Verse 11: Beloved, if God so loved us [in this incredible way], we also ought to love one another. 

As we respond to God’s first love, it will be manifested through our lives to others. 

No one has seen God at any time. But if we love one another [with unselfish concern], God abides in us, and His love [the love that is His essence abides in us and] is completed and perfected in us (John 4:12 AMP).

If God is your first love, then you will have the capacity to love one another with God’s love even when you heart gets broken at times, and it will. 

When we do this as a practice, we will grow up in our faith, we get up when we fail, we help others up when they fall, we will become mature, our lives and interactions will be fruitful.  When a church loves like this, the world will know we are followers of Christ (John 13:35). 

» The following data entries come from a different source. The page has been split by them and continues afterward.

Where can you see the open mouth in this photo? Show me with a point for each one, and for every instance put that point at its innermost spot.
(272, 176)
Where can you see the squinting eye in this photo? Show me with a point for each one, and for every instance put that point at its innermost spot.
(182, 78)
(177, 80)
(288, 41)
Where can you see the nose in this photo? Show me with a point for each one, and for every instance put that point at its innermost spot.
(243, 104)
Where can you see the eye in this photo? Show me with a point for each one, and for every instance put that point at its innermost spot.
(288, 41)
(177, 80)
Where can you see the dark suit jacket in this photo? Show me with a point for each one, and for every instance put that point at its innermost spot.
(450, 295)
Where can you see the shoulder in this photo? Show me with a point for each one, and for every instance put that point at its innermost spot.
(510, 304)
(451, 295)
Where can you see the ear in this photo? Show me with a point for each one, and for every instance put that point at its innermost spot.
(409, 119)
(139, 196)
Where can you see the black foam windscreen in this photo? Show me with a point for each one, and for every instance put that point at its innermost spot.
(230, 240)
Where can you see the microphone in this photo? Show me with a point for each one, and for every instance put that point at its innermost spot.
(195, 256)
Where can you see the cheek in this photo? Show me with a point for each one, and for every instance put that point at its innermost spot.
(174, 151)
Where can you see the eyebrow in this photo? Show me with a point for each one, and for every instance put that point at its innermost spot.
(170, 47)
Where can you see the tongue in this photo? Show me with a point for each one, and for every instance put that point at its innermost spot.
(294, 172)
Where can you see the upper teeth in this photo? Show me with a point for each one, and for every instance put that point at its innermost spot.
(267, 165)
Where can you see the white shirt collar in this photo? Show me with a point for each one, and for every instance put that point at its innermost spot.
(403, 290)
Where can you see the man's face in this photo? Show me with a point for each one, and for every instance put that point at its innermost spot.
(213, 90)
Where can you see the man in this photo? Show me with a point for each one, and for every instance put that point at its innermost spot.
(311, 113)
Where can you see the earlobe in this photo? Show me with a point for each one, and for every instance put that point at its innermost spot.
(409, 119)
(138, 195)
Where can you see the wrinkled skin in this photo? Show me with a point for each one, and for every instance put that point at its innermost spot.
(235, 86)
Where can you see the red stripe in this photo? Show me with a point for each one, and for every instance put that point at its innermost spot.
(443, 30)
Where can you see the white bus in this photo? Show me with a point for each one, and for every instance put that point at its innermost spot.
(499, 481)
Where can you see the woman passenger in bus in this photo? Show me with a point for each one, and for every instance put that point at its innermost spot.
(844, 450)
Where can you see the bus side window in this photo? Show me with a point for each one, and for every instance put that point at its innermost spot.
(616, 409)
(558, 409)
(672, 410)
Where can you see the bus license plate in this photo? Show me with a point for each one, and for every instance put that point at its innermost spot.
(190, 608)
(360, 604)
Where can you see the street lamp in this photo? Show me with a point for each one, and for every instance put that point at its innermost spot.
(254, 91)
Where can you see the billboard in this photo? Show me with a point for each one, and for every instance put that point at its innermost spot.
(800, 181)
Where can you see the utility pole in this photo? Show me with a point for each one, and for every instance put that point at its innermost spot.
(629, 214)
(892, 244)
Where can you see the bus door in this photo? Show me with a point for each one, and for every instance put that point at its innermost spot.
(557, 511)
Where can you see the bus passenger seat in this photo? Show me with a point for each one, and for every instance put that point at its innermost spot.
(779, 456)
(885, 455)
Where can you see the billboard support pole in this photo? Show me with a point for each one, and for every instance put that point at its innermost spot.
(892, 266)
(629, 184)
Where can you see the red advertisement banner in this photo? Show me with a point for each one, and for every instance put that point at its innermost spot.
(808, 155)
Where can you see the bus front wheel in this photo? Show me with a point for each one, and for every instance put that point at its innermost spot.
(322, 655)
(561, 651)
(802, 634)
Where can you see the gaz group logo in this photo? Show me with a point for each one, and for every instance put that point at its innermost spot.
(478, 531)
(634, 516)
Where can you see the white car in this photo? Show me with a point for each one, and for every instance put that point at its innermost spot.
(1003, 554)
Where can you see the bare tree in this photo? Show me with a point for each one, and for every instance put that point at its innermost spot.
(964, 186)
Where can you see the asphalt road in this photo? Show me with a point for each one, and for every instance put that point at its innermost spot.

It is very possible to be a growing church with correct teaching, one that does everything right, but not be operating in first love.

Jesus commended the church at Ephesus (to whom John was writing) for their good deeds, for correct doctrine, and how they persevered and endured for His name’s sake but the charge He had against them was that they left their first love and He warned them to repent.

One theologian said:

Some people think the greatest manifestation of God's presence or work is power. Some people think the greatest manifestation of God's presence or work is prosperity. Some people think the greatest manifestation of God's presence or work is miracles or passionate feelings. But the greatest manifestation of God's presence and work in our lives and in the church is love. 

As a Christ-centered church, this is what we want to be known for.